Talking of sleepwalking, what immediately comes to mind is a scene from Shakespeare’s Macbeth. Here, Lady Macbeth enters the stage, walking in her sleep, carrying a candle. Burdened with guilt, she recollects the terrible images of her past and the murders she executed. Besides giving a vivid [though dramatic] description of what a sleepwalking experience is like, the scene has preliminary pointers to one of the causes of sleepwalking—deep anxiety.
Sleepwalking is a sleep disorder also known as somnambulism or noctambulism. Those suffering from the disorder perform all the activities in their sleep, which they would otherwise perform when awake. They may walk around, clean things, shift them and perform several other actions without being aware of what they are doing. They may not remember doing any of it on waking up. Sleepwalkers usually also open their eyes in a wide stare while they are sleepwalking.
Sleepwalkers have reported to doing strange things. In an article published in the Sleep Medicine journal, Seton Hall University researchers documented a case of a 44-year-old woman who e-mailed people in her sleep. She must have had to perform complex actions to do so, including remembering her password and the procedure for e-mailing. According to Dr Fouzia Siddiqui, a neurologist at the University of Toronto, this is the first and only published case of ‘sleep e-mailing’. However, the symptoms stopped on reducing her medication dose of insomnia. The point is that bizarre things are possible when a person sleepwalks!
Sometimes, sleepwalkers could be of danger to others and themselves. If they perform activities like using stairs, stoves, driving cars or crossing roads while they are sleepwalking, they could be at risk of accidents.
Why we sleepwalk
Dr Vishesh Kapur, director of the University of Washington Sleep Disorders Center at Harborview Medical Center, USA, explains that there are three states of being—wakefulness, non-REM [rapid eye movement] sleep and REM sleep [most associated with dreams]. Sleepwalking is a mixture of wakefulness and non-REM sleep. Thus, as commonly believed, sleepwalkers do not act out their dreams, because dreams occur in the REM stage of sleep. Disruption to sleep may create a state between non-REM sleep and wakefulness that causes sleepwalking.
Anxiety is also one of the underlying causes. Sue Wilson, a research fellow in Psychopharmacology at the University of Bristol, UK, who runs a sleep clinic, has found a link between stress hormones and sleepwalking. She concludes that sleepwalkers feel more stressed after a night’s sleep than people who sleep normally. When they become concerned about their sleepwalking, their stress levels go higher. This leads to more sleep deprivation, and deeper sleep because of which they are more likely to sleepwalk again. And it becomes a vicious cycle.
Antonio Zadra of the Universite de Montreal and his team found that sleep deprivation could precipitate sleepwalking.
Genetics also play a role in sleepwalking. In addition, fever, drug and alcohol consumption may cause the disorder. Sleepwalking is also a symptom of mental and psychological disorders such as Post-Traumatic Stress Disorder and Multiple Personality Disorder. Sometimes, intense emotional problems underlie this condition.
How to deal with it
Child psychiatrist Dr Raeesh Maniar states that sleepwalking is a common condition, which is why people may not generally come to see specialists for sleepwalking alone, unless problems that are more serious accompany it.
In most cases, no treatment is necessary because sleepwalking rarely indicates any serious underlying medical or psychiatric problem. However, if the person is having frequent episodes and if there is a risk of injury to oneself or others, a specialist must be consulted.
“Since subconscious anxiety is one of the underlying factors, the patient is prescribed anti-anxiety medication for 3-6 months,” says Dr Maniar.

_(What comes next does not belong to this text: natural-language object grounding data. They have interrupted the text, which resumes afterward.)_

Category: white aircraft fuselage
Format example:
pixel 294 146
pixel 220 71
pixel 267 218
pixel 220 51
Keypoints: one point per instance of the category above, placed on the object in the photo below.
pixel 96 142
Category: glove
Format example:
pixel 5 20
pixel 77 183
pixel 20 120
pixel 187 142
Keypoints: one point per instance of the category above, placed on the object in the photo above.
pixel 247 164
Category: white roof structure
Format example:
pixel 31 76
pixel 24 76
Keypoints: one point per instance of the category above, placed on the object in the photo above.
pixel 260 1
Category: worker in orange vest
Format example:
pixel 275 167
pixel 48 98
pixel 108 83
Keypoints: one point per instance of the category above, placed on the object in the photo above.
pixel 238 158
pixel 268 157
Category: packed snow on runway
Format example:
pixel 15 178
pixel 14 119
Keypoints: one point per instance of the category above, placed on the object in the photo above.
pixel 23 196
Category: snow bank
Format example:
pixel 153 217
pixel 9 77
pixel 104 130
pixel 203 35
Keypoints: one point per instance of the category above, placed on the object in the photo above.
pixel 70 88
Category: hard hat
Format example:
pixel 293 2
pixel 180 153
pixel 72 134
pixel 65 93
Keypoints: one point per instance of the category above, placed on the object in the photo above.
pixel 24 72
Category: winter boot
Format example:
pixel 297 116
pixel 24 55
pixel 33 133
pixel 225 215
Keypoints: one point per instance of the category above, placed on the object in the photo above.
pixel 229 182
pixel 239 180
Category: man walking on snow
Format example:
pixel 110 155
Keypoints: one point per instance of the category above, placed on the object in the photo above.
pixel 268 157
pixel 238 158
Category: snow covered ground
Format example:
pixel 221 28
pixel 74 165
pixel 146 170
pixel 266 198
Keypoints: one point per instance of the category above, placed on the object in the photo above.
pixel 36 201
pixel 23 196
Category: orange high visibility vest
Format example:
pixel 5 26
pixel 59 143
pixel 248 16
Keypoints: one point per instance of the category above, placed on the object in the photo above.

Several therapeutic measures help get the situation under control. One such way is anticipatory awakenings. It involves waking the person approximately 15-20 minutes before the usual ‘sleepwalking time’ and keeping her awake throughout the time of the occurrence. Usually, this is a long-term treatment method used when episodes are frequent. Behavioral therapists advocate relaxation and mental imagery. Hypnosis is also an option.
One can also work at improving one’s sleep hygiene. Following regular sleep times, sleeping in a soothing and comfortable environment and adopting a balanced lifestyle help.
If the problem is persistent, making certain changes in the immediate environment will help prevent major accidents. You may have to install grills and safety locks on doors, block staircases and keep sharp objects out of reach, particularly if the sleepwalker is a child. What needs to be done will depending entirely on the peculiarity of the sleepwalker.
Sleepwalking is indeed a strange phenomenon. On one hand, people do not consider it serious enough and on the other, there have even been cases where sleepwalking has been used as a defense against murder charges! What is really the mystery behind sleepwalking? One of the people I interviewed for this article, a general practitioner, very confidently told me, “there is no known cause of sleepwalking and no known treatment”. While a lot still needs to be unraveled, we can definitely start by adopting a holistic approach in addressing the problem.